やっぱりこれが僕が一番この作品を好きな理由なんだと思います。何かといいますと、このSAOひいては川原作品全般に言えることかもしれないですが、ゲームというシステマチックな世界を描いていながら、いえ、描いているからこそ、そのシステムを超える感情の力っていうのがクローズアップされて、物語のクライマックスに関わってくるんですよね。
最終的に、アスナが記憶を取り戻したのは、キリトが強かったからっていうのももちろんありますが、そうじゃない。彼女が記憶を失うかもしれないというときに保身に走るんじゃなくて、自らの記憶を取り戻すために立ち上がり、そして自らとみんなの命の危険が迫っている状況でその恐怖にあらがうという強い意志を持った結果として記憶を取り戻すんです。
そして、それはこの物語のもう一人のヒロイン、ユナにも言える。
映画の中で彼女はほとんど自らのことを語りません(死んでるんだからそりゃそうだw)が、エイジや教授が必死に彼女を生き返らせようとしているなか、彼女だけは(もちろん彼女の思考などを学んで彼女に近づいていた通称白ユナですが)他の大勢のライブに来ていた人々の命を救おうと行動します。

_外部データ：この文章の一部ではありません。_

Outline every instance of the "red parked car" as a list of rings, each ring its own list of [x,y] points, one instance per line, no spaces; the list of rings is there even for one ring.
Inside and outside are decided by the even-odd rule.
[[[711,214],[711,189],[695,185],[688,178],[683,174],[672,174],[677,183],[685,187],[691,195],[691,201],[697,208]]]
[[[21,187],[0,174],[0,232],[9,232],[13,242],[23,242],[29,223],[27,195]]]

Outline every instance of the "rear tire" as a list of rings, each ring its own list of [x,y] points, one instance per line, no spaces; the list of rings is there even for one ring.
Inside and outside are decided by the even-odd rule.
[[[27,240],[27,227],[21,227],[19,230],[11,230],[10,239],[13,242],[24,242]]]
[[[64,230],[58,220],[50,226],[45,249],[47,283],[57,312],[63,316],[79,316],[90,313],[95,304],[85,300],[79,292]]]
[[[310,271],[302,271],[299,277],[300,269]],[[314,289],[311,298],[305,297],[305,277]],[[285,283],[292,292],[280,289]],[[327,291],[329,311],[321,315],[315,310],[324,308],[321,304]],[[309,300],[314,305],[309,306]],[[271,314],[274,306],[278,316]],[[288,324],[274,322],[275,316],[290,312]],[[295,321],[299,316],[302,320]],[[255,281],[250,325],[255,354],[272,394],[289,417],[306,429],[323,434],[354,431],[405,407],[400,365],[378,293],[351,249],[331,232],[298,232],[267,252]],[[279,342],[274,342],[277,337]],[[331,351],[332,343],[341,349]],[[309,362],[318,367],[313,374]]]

これは皮肉なことに教授の作戦が本当にうまくいっていたからなんだろうなって思うわけです。特典小説を読んでもらえばわかるかと思いますが、(生きていたSAO時代の)ユナは安全な街にいてほしいというエイジのいうことを聞かずレベルを必死に上げで自らもほかの人たちを救うべく攻略組の仲間入りをしようとして、その目的がようやく目前というところでモンスターの罠にかかったプレイヤーを救うために自らの命を投げ出して死んでしまうような少女なんですから。。。
だからこそ、アスナのあの言葉は本当に救いですよね。詳細が思い出せないのが歯がゆいですが、「あなたが圏外に出たのはあなたが勇気を持っていた証よ」みたいな言葉です。
残りはまあ書いてある通りです。
でもやっぱり戦闘シーンで一番グッとくるのは<マザーズ・ロサリオ>11連撃からの<スターバースト・ストリーム>13連撃ですけどね……。

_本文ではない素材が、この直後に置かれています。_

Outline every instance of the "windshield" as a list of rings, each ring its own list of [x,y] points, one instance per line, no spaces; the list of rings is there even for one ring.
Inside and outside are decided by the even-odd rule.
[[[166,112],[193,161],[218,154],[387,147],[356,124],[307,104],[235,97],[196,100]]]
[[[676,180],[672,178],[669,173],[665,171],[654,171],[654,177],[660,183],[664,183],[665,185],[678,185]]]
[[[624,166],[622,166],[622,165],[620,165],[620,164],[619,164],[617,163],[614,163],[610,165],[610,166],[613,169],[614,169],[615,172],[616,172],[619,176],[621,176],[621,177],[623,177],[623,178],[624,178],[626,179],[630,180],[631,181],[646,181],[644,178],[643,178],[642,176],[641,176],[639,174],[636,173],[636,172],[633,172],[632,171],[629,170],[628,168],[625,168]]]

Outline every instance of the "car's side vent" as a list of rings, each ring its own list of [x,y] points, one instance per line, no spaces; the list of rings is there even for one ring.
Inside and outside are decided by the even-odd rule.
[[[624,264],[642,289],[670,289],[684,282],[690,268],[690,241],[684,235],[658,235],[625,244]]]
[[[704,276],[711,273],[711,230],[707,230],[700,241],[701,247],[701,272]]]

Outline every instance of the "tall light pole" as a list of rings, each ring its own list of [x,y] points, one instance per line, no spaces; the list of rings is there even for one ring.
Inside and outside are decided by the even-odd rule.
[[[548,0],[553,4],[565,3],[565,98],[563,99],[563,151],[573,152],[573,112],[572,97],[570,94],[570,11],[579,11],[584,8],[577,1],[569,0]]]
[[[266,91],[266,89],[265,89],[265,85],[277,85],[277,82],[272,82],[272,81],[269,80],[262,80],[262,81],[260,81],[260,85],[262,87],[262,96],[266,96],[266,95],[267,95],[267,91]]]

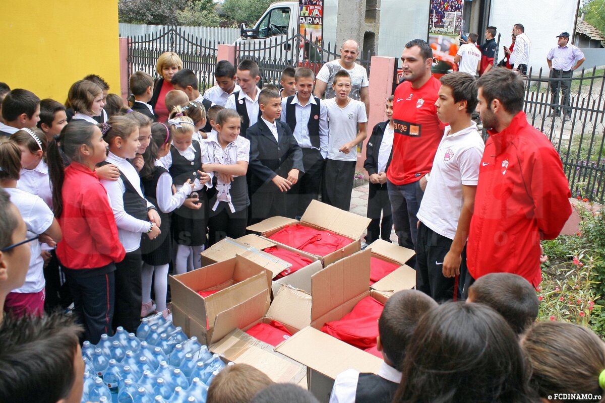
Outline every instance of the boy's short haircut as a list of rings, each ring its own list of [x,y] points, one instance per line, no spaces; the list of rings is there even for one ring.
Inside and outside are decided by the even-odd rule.
[[[351,75],[346,70],[339,70],[336,72],[336,74],[334,74],[334,82],[332,85],[336,85],[338,79],[348,79],[348,80],[351,81]]]
[[[153,77],[145,71],[135,71],[130,76],[128,84],[130,92],[138,97],[145,94],[149,87],[153,88]]]
[[[270,89],[263,89],[258,95],[258,105],[266,105],[270,100],[275,99],[275,98],[281,99],[279,92]]]
[[[38,129],[42,128],[44,123],[49,127],[54,121],[54,114],[59,111],[65,111],[65,107],[60,102],[47,98],[40,101],[40,121],[38,123]]]
[[[273,384],[257,393],[251,403],[319,403],[311,392],[294,384]]]
[[[225,109],[224,106],[221,106],[220,105],[212,105],[208,109],[208,112],[206,113],[208,115],[208,120],[217,121],[217,115],[218,112]]]
[[[468,292],[472,302],[493,308],[517,335],[527,330],[538,317],[540,303],[535,289],[520,276],[486,274],[477,279]]]
[[[206,402],[247,403],[272,384],[269,376],[247,364],[227,366],[212,378]]]
[[[229,60],[221,60],[217,63],[214,69],[214,77],[218,78],[228,77],[232,79],[235,75],[235,66]]]
[[[437,306],[432,298],[414,289],[397,291],[387,300],[378,319],[378,334],[384,355],[398,371],[420,318]]]
[[[103,80],[100,76],[96,74],[88,74],[82,80],[86,80],[87,81],[90,81],[101,88],[101,89],[104,91],[108,91],[110,90],[110,85],[107,83],[107,82]]]
[[[282,80],[283,80],[284,76],[286,76],[286,77],[291,77],[293,78],[294,76],[296,75],[296,69],[292,66],[288,66],[287,67],[284,69],[283,71],[281,72],[281,79]]]
[[[247,70],[250,72],[250,76],[253,79],[261,75],[261,71],[258,69],[258,65],[253,60],[248,59],[240,62],[240,64],[237,66],[237,69],[241,71]]]
[[[185,91],[180,89],[172,89],[166,93],[166,98],[164,103],[166,104],[166,109],[172,111],[175,106],[184,105],[189,102],[189,97]]]
[[[466,113],[475,111],[477,106],[477,81],[475,77],[462,71],[454,71],[443,76],[439,81],[451,89],[454,102],[466,102]]]
[[[13,233],[19,226],[19,220],[11,208],[10,195],[0,187],[0,249],[4,249],[13,244]],[[8,250],[5,253],[10,253],[13,250]]]
[[[5,318],[0,326],[0,401],[67,398],[76,381],[74,361],[82,359],[76,356],[81,333],[71,317],[57,313]]]
[[[182,88],[191,86],[194,89],[199,89],[197,86],[197,77],[192,70],[184,68],[174,73],[170,80],[172,85],[178,85]]]
[[[313,70],[308,67],[300,67],[297,68],[296,73],[294,73],[294,80],[298,81],[299,79],[311,79],[312,80],[315,80],[315,74],[313,73]]]
[[[39,105],[40,98],[35,94],[16,88],[7,94],[2,102],[2,117],[5,121],[13,121],[19,115],[25,114],[28,119],[31,119]]]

ぐだぐだと感想を書きなぐるような風になってしまいましたがそれなりに文字にしたいことはかけたので僕は満足です。
最後に。
ネタバレ全集によるとシノンさんは東京ドームシティーでのOSバトルのあとおそらくキリトさんのバイクの後ろに乗せてもらったらしいよ!やったねシノンさん!!
シリカが小声で言った言葉に耳ピクさせてしまうところが最高にかわいいシノンさんをみんなよろしくね!
では。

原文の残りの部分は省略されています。